The two main oil unions, the Petroleum and Natural Gas Senior Staff Association of Nigeria and the National Union of Petroleum and Natural Gas Workers of Nigeria, have “fully joined the strike,” and will “gradually shut down oil production,” Babatunde Oke, a spokesman for the union known as Pengassan, said by phone from Lagos.

Thousands of protesters led by union leaders marched from the Berger bus-stop in the south of the Abuja toward the city center while armed riot police watched. In Lagos, marchers headed for the governor's office in the north of the city.

In northeastern Borno state, whose capital, Maiduguri, is a stronghold of the Boko Haram militants and is under emergency rule, union leaders have asked workers to stay at home and “have decided not to embark on street protests,” Titus Ali Abana, the state NLC leader, told reporters.

Jonathan, in a speech at a church service yesterday in Abuja marking Armed Forces Remembrance Day, said Boko Haram, which means “western education is a sin,” confronts Nigeria with “a more complicated” situation than the civil war.
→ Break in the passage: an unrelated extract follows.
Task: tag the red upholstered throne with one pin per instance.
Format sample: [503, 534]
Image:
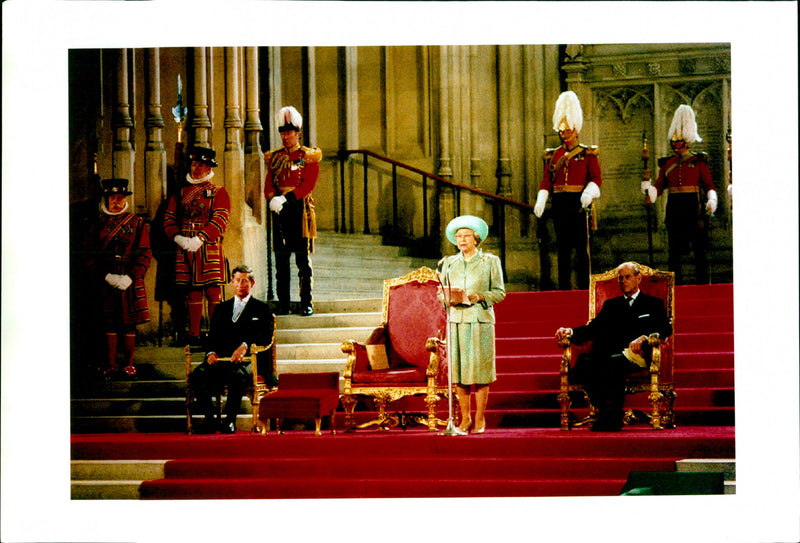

Trading in Nigeria's currency ground to a halt as the strike started, said Mohammed Abdullahi, a spokesman for the Abuja-based Central Bank of Nigeria. The naira was less than 0.1 percent weaker at 162.05 per dollar as of 12:54 p.m. in Lagos, according to data compiled by Bloomberg.

While the Nigerian Stock Exchange will try to maintain normal trading, it “may be significantly lessened and service disruptions may occur,” the bourse said today in an emailed statement.

“The stock market is trading, although volume is low,” David Adonri, a trader and chief executive officer of Lambeth Trust and Investment Ltd., a brokerage, said by phone from Lagos.

Inflation, which was unchanged at 10.5 percent in November, will probably accelerate to the “midteens” in 2012, Yvonne Mhango, an economist at Renaissance Capital in Johannesburg, wrote in an emailed note on Jan. 6.

“The impact of the petrol price hikes will go beyond simply pushing up transport costs,” Mhango said. While the government will probably stick to its plan, it may “still bow to popular pressure and phase out rather than simply scrap the subsidy.”

Nigeria's House of Representatives passed a motion yesterday urging the government to return fuel subsidies and to allow more time for consultation on the issue.

The U.S. embassy said on its website that citizens in Nigeria should stock up on food, water and fuel for at least three days in case the nationwide strike shuts shops. Air travel may also be disrupted, it said.